Trend: Gold is in a bull market that will last until around 2020, or until the global monetary system reaches a sustainable equilibrium with a replacement for the US dollar as the reserve currency that is acceptable to the new economic powers. Silver and gold will continue to move with significant volatility as their prices increase. Bonds are the current asset bubble. At some point this may break as the housing market has done, and this will have a negative impact for gold if interest rates on the short end turn positive. This may not happen if inflation increases faster than interest rates rise.

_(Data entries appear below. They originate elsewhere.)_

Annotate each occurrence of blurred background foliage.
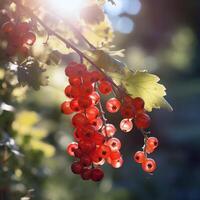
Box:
[0,0,200,200]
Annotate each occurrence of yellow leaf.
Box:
[121,70,173,112]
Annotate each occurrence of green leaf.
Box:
[122,71,173,112]
[92,50,173,112]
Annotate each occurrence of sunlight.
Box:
[48,0,85,17]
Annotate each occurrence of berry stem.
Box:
[140,129,148,158]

7. China and Russia have replaced their command and control communist economies with command and control oligarchies. The power of China is the exploitation of labor, and of Russia, natural resources. Despite their calm outward appearance, there is significant turmoil beneath the surface, often regional in nature.

Trend: The governments of the world will continue to be shaken by the restructuring of the world economy. Change and calls for reform will most often be met by repression, often harsh. The world will continue to develop into three or four spheres of influence, with the greatest unrest and limited wars on the fringes of those spheres. The most frequent conflicts will be where Europe meets Asia, and Asia meets the subcontinent.

I hesitate to put forward such a gloomy outlook, but this is in keeping with the forecast I put out in 2005 and it seems that most of the trends have occurred and even intensified. This is a period of great change, and this presents both risks and rewards.

And as always, against the backdrop of great events, while nations rise and fall, the life of the ordinary family goes on. 'There are these three things that endure: faith, hope and love, and the greatest of these is Love,' for it is the highest likeness to God in this world.